Tuesday, October 30, 2012

Mixed messages on bicycle safety

Riding a bike is dangerous for children

When it comes to the cycling fad, the NY Times is schizophrenic: As a liberal publication, it wants to be fashionable and join other libs in encouraging cycling.

On the other hand, it publishes responsible articles on the actual dangers of riding a bike, like riding without a helmet ("Grown-Up Cyclists Need Helmets, Too"):

Bicycle helmets have been shown to reduce the risk of head injuries by up to 88 percent and facial injuries by 65 percent, according to a Cochrane Database Systemic Review published in 2000. Bike riders who play against those odds do not fare well in accidents. More than 90 percent of the 714 bicyclists killed in 2008 were not wearing helmets, according to the Insurance Institute for Highway Safety.

Last month the Times backtracked on helmets ("To Encourage Biking, Cities Lose the Helmets"):

In the United States the notion that bike helmets promote health and safety by preventing head injuries is taken as pretty near God’s truth. Un-helmeted cyclists are regarded as irresponsible, like people who smoke. Cities are aggressive in helmet promotion. But many European health experts have taken a very different view: Yes, there are studies that show that if you fall off a bicycle at a certain speed and hit your head, a helmet can reduce your risk of serious head injury. But such falls off bikes are rare---exceedingly so in mature urban cycling systems. On the other hand, many researchers say, if you force or pressure people to wear helmets, you discourage them from riding bicycles.

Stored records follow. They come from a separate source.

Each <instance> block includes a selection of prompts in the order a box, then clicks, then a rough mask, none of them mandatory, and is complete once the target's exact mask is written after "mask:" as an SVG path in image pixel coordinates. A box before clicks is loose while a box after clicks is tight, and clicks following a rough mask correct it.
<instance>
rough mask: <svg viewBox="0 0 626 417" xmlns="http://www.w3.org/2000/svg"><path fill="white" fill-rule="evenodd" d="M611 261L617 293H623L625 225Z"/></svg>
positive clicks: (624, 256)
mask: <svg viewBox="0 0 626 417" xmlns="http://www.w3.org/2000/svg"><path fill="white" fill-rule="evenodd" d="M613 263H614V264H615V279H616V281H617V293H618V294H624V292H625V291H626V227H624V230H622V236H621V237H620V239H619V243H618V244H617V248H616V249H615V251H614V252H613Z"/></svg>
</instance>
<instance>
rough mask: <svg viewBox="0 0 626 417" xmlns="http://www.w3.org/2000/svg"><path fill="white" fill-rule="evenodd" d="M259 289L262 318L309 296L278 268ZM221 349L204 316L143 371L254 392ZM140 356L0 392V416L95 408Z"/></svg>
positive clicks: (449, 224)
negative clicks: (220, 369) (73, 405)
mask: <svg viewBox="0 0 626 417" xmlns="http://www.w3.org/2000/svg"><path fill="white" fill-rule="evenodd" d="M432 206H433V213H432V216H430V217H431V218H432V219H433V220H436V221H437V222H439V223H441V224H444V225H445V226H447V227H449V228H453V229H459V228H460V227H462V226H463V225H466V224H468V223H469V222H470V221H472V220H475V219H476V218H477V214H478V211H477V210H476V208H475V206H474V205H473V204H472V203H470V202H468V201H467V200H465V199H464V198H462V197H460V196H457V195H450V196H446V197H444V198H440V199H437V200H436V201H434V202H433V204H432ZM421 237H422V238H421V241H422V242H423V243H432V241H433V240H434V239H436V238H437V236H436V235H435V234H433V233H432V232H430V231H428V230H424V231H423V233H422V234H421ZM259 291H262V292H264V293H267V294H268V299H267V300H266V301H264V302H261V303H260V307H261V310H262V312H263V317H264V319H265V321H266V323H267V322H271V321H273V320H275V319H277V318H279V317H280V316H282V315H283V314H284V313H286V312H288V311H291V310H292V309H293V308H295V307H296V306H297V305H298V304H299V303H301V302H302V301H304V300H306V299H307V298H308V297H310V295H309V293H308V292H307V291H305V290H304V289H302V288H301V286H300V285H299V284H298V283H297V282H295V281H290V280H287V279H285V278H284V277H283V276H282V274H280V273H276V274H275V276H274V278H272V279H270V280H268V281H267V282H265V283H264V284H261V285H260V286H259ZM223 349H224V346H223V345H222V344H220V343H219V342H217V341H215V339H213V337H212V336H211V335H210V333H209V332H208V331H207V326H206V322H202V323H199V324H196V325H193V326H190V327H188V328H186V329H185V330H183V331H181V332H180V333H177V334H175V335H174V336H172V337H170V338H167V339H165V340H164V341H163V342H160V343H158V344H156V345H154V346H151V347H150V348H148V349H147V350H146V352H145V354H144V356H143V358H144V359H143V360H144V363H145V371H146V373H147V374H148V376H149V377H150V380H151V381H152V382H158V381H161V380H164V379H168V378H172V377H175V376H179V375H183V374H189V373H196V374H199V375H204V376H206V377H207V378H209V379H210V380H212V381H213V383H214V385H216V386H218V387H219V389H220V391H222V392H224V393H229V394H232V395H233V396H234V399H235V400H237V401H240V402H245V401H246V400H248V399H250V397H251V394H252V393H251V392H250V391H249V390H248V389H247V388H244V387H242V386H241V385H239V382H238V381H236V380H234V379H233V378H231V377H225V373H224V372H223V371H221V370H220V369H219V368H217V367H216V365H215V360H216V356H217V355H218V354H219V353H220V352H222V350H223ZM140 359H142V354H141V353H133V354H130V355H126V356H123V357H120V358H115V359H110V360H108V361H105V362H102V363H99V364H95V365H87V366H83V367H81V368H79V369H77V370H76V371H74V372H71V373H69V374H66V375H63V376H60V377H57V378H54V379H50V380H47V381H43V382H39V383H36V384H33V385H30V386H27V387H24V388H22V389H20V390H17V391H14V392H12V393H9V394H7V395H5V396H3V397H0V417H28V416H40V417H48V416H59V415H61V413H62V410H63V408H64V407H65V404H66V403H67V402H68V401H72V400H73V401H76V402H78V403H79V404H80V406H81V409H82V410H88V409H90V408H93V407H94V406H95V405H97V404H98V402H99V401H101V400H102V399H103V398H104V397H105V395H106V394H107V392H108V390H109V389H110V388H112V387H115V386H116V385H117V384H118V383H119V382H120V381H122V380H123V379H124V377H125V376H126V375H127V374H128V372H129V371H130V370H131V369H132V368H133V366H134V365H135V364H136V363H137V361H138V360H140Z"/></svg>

Of course no one is talking seriously about forcing adult cyclists to wear helmets. But how about just providing would-be cyclists with a realistic sense of the dangers involved? That's what's lacking from the bike zealots, including those here in Progressive Land.

Career bike messenger and author Robert Hurst recognized how irresponsible it is to downplay the real dangers of cycling:

Is cycling dangerous? Yes. Yes, it is. Deadly, no, but definitely dangerous. This is actually a controversial thing to say. There are those who bristle at any suggestion that cycling is dangerous, because they fear it will scare noncyclists away from ever ditching their cars and trying a more healthy form of transport. This is a good point, but it doesn’t change the fact that cycling is dangerous. This is not some urban legend that needs to be debunked. It is reality, and we need to embrace it (page 69, The Art of Cycling).

Turns out that riding a bike in New York is increasingly deadly, since the Times reports that fatalities for cyclists in that city are at an all-time high. The more people ride bikes the more injuries there will be, which is what's happening in San Francisco, too (see the 2010-2011 San Francisco Collisions Report, August 28, 2012, pages 21, 22).

But the most irresponsible thing the bike lobby in the city is doing is pushing people to let their children ride bikes on city streets. Hurst takes a dim view of that:

While [John]Forester claimed that even children could ride safely on busy streets using the vehicular-cycling principle, our way is unquestionably for adults…The streets demand from us an awareness and maturity that would be very rare in a child (page 66, The Art of Cycling).

The Bicycle Coalition still hasn't been able to convince many women that riding a bike is safe. Why is that?

The NY Times wrote about the above health hazard---you won't read about it on Streetsblog---for cyclists back in 2005.